You can monitor application security for Go apps running in Docker, Kubernetes, and Amazon ECS.

In general, setting up Application Security Management (ASM) involves:

  1. Identifying services that are vulnerable or are under attack, which would most benefit from ASM. Find them on the Security tab of your Service Catalog.
  2. Updating to the latest Datadog library (the most recent APM tracing library).
  3. Enabling the library to collect the application security data from the services and send it to Datadog.
  4. Triggering security signals in your application and seeing how Datadog displays the resulting information.

Prerequisites

1-Click Enablement
If your service is running with an Agent with Remote Configuration enabled and a tracing library version that supports it, hover over the Not Enabled indicator in the ASM Status column and click Enable ASM. There's no need to re-launch the service with the DD_APPSEC_ENABLED=true or --enable-appsec flags.

Enabling threat detection

Get started

  1. Add to your program’s go.mod dependencies the latest version of the Datadog Go library (version 1.53.0 or later):

    $ go get -v -u gopkg.in/DataDog/dd-trace-go.v1
    
  2. Datadog has a series of pluggable packages which provide out-of-the-box support for instrumenting a series of Go libraries and frameworks. A list of these packages can be found in the compatibility requirements page. Import these packages into your application and follow the configuration instructions listed alongside each integration.

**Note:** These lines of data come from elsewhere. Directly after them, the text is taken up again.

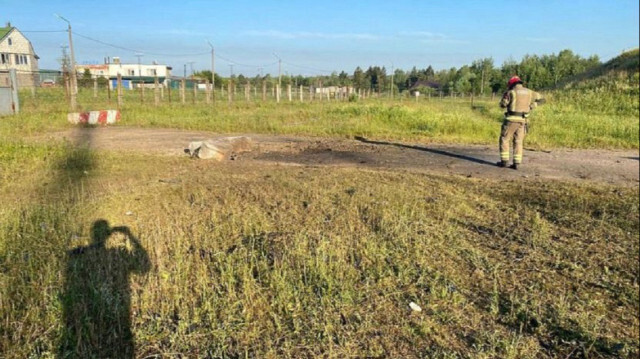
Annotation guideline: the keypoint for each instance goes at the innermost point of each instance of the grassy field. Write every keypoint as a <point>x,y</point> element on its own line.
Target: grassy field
<point>114,254</point>
<point>584,120</point>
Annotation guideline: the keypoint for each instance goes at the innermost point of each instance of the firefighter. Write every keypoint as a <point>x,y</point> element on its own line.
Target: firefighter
<point>518,102</point>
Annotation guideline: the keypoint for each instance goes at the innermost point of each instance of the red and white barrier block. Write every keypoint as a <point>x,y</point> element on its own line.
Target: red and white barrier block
<point>105,117</point>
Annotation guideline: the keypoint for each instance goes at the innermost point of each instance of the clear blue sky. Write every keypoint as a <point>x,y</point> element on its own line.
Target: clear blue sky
<point>316,36</point>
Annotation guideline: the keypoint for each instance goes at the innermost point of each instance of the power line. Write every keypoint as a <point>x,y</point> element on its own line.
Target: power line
<point>307,67</point>
<point>137,50</point>
<point>43,30</point>
<point>241,64</point>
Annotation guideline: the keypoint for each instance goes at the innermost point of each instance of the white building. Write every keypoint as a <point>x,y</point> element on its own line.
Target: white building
<point>16,52</point>
<point>132,74</point>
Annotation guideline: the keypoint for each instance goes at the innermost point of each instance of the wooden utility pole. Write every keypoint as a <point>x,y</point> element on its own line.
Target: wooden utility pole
<point>213,73</point>
<point>207,90</point>
<point>195,90</point>
<point>156,91</point>
<point>74,80</point>
<point>183,91</point>
<point>119,84</point>
<point>141,92</point>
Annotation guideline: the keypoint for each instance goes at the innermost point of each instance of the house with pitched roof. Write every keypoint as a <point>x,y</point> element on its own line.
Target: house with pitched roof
<point>16,52</point>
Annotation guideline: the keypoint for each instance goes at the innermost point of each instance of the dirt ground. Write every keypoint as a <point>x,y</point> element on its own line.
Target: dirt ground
<point>619,167</point>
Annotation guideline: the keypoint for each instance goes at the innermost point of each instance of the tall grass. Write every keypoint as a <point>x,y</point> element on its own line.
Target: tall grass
<point>250,261</point>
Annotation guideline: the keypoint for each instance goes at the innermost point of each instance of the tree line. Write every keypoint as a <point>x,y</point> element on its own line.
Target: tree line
<point>480,77</point>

  3. Recompile your program with ASM enabled:

    $ go build -v -tags appsec my-program
    

    Notes:

    • The Go build tag appsec is not necessary if CGO is enabled with CGO_ENABLED=1.
    • Datadog WAF needs the following shared libraries on Linux: libc.so.6 and libpthread.so.0.
    • When using the build tag appsec and CGO is disabled, the produced binary is still linked dynamically to these libraries.
    • The Go build tag datadog.no_waf can be used to disable ASM at build time in any situation where the requirements above are a hinderance.
  4. Redeploy your Go service and enable ASM by setting the DD_APPSEC_ENABLED environment variable to true:

    $ env DD_APPSEC_ENABLED=true ./my-program
    

    Or one of the following methods, depending on where your application runs:

    Add the following environment variable value to your Docker command line:

    $ docker run -e DD_APPSEC_ENABLED=true [...]
    

    Add the following environment variable value to your application container’s Dockerfile:

    ENV DD_APPSEC_ENABLED=true
    

    Update your application’s deployment configuration file for APM and add the ASM environment variable:

    spec:
      template:
        spec:
          containers:
            - name: <CONTAINER_NAME>
              image: <CONTAINER_IMAGE>/<TAG>
              env:
                - name: DD_APPSEC_ENABLED
                  value: "true"
    

    Update your application’s ECS task definition JSON file, by adding this in the environment section:

    "environment": [
      ...,
      {
        "name": "DD_APPSEC_ENABLED",
        "value": "true"
      }
    ]
    

    The library collects security data from your application and sends it to the Agent, which sends it to Datadog, where out-of-the-box detection rules flag attacker techniques and potential misconfigurations so you can take steps to remediate.

  5. To see Application Security Management threat detection in action, send known attack patterns to your application. For example, trigger the Security Scanner Detected rule by running a file that contains the following curl script:

    for ((i=1;i<=250;i++)); 
    do
    # Target existing service’s routes
    curl https://your-application-url/existing-route -A Arachni/v1.0;
    # Target non existing service’s routes
    curl https://your-application-url/non-existing-route -A Arachni/v1.0;
    done

    A few minutes after you enable your application and exercise it, threat information appears in the Application Trace and Signals Explorer in Datadog.